Por eso ella vivió una especie de “muerte nómade” entre 1955-1976. Perón ordenó que la embalsamaran en nombre de la causa nacional aunque siempre pareció proclive a reivindicar para sí la propiedad del cadáver, tal como hacen los gurúes que basan su poder en la tenencia del oráculo. La autoproclamada revolución Libertadora robo el cuerpo del edificio de la C.G.T. en 1955 al igual que los españoles del siglo XVI expropiaron las momias incas de los templos del Cuzco; estos últimos para exorcizar al Perú de las idolatrías paganas, los primeros para exorcizar al país de la idolatría peronista. La resistencia peronista empleaba a Eva como estandarte y utilizaba la fecha de su muerte para organizar actos relámpagos que demostraran que el peronismo estaba vivo. Años después, una guerrilla peronista, Montoneros, se presentó en sociedad secuestrando y matando al general que además de derrocar a Perón en 1.955 y fusilar peronistas robó del cadáver de esa figura a la que esa guerrilla ubicaba en el panteón de los revolucionarios junto al Ché. El cadáver incluso se convirtió en prenda de paz en septiembre de 1971 cuando a partir de la negociaciones entre Lanusse y Perón, el primero ordeno retirar el cuerpo de un cementerio milanés para ser entregado al líder exiliado en una quinta de Madrid.

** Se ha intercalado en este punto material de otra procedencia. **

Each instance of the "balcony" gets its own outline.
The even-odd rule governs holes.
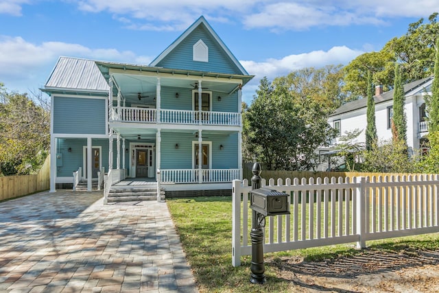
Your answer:
[[[134,107],[112,108],[110,115],[113,122],[145,124],[241,126],[241,114],[231,112],[213,112],[144,108]]]
[[[428,122],[425,121],[419,123],[419,132],[428,132]]]

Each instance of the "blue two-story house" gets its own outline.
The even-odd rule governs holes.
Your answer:
[[[167,192],[241,179],[241,88],[250,75],[201,16],[149,65],[61,57],[51,98],[51,191],[105,177]],[[98,180],[99,178],[99,180]]]

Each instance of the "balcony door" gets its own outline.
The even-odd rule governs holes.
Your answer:
[[[198,111],[201,107],[201,110],[203,111],[202,114],[201,120],[207,121],[209,119],[209,113],[212,110],[212,93],[211,92],[202,92],[201,93],[201,105],[200,105],[200,100],[198,99],[198,92],[194,91],[193,92],[193,110]],[[195,113],[195,120],[200,120],[199,114]]]

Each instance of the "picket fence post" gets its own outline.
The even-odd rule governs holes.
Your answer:
[[[357,242],[357,248],[366,248],[366,213],[368,212],[366,211],[366,177],[356,178],[356,183],[359,183],[355,192],[355,196],[357,196],[357,234],[359,235],[358,242]]]

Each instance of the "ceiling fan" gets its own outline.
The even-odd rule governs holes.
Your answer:
[[[139,99],[139,101],[141,99],[142,99],[142,97],[150,97],[150,96],[149,95],[142,95],[141,93],[137,93],[137,98]]]
[[[192,86],[192,87],[193,88],[193,89],[198,89],[198,82],[195,82],[195,84],[191,84],[191,85]],[[201,89],[208,89],[209,88],[204,88],[204,87],[201,87]]]

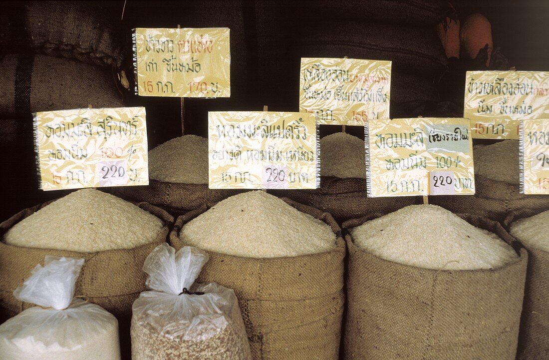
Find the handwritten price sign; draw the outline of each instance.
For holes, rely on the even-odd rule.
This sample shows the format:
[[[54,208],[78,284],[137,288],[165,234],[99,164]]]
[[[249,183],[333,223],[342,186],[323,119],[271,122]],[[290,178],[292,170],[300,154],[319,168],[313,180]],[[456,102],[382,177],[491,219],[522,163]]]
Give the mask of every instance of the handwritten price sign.
[[[389,118],[390,61],[304,58],[299,75],[299,110],[316,114],[320,124]]]
[[[549,194],[549,119],[520,124],[520,193]]]
[[[474,194],[469,126],[462,118],[368,121],[368,196]]]
[[[144,108],[33,115],[40,189],[148,185]]]
[[[229,97],[229,29],[136,29],[136,93]]]
[[[210,189],[316,189],[318,133],[306,113],[208,113]]]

Evita, en definitiva, desde 1944 había dejado de pertenecerse. Dejo de ser lo que era para ser lo que de ella se dijo que fue: Eva Duarte, Eva Perón, Evita, Bullerfly, Yegua, Puta, Abanderada de los Pobres, Santa, Montonera, Revolucionaria.

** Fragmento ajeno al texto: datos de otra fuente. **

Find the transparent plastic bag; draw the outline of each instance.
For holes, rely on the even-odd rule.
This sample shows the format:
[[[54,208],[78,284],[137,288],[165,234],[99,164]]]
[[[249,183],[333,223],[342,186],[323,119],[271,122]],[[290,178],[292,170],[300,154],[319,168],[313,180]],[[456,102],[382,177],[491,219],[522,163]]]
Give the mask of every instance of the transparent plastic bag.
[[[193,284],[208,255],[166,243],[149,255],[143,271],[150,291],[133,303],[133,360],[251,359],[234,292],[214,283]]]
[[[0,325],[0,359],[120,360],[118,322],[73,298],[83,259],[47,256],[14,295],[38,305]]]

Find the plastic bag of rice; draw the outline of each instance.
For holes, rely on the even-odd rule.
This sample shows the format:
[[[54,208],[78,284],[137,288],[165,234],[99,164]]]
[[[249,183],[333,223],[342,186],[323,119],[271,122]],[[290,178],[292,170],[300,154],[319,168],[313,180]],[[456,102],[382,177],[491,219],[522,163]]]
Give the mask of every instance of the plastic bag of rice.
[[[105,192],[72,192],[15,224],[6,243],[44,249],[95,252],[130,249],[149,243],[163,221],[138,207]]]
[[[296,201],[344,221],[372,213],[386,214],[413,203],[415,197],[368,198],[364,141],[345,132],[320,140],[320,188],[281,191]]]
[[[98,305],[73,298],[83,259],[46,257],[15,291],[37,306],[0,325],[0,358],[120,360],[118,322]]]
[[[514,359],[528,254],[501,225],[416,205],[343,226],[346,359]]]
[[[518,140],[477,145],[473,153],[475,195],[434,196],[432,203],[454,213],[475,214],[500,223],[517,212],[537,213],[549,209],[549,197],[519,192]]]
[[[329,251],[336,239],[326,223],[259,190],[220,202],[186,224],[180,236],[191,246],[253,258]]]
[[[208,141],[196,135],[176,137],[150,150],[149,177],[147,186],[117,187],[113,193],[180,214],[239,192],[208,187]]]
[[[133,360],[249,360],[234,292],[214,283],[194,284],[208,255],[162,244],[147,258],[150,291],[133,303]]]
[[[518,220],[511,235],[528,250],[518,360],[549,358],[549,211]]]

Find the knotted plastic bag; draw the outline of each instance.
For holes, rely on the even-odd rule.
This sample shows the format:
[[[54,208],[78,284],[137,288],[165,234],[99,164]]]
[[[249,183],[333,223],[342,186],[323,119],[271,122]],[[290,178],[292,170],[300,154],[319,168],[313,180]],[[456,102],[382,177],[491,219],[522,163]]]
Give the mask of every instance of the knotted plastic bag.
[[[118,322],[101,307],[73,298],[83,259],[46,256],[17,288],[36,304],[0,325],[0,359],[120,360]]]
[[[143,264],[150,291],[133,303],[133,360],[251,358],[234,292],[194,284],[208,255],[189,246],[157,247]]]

Lo seguro, en cambio, es otra cosa. La odiaron quienes acumularon tierra desarraigando a los hombres y mujeres; las corporaciones que mirando al mercado externo desean que sus productos partan hacia allí a costa de la mesa de los argentinos que con su sacrificio crea esos productos; los “bien pensantes” que odian a la “plebe idiotizada” a la que consideran inclinada a enamorarse de aventureros populistas. La amaron los desarraigados de la tierra, los expulsados del mercado de trabajo, los abucheados de la cultura, los vomitados del derecho y los excluidos del consumo. Sectores que arrojados a un peregrinar conmovedor en busca del país soñado que los abrazara, forjaron en ese andar errante y harapiento los valores que aun hoy permiten enfrentarse a la implacabilidad de quienes respirando beneficios y alimentándose de los intereses del dinero, pretenden montar un país donde millones de hombres y mujeres simplemente sobran.